What Robert Mueller knows

Garrett M Graff writes:

When the history books are written, Rod Rosenstein might just be the most interesting figure of the Russia investigation—the beleaguered deputy attorney general whose memo in his first days on the job was used to justify the firing of James Comey.

After that he quickly appointed Robert Mueller as the special counsel and spent the following year supervising his investigation while under immense pressure from President Trump and congressional wolves seeking to undermine his credibility, even impeach him.
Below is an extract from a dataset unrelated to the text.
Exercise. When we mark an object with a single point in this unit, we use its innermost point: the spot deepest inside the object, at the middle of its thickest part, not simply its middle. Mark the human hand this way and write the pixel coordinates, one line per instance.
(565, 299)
As congressional Republicans have sought to undermine the Justice Department’s integrity and independence, Rosenstein has made numerous short-term, tactical concessions to his critics, bending traditional rules and handing over documents to Congress about confidential sources and ongoing investigations—compromises that previous administrations would never have made.

Why would anyone put up with the abuse, vitriol, and daily haranguing from the president’s Twitter account that Rosenstein has endured? Why would Rosenstein seemingly set precedents that undermine the core principles of the Justice Department, an institution that he’s devoted nearly his entire career to serving?

I have a simple theory: In a world of hedgehogs and foxes, Rosenstein today is the ultimate hedgehog.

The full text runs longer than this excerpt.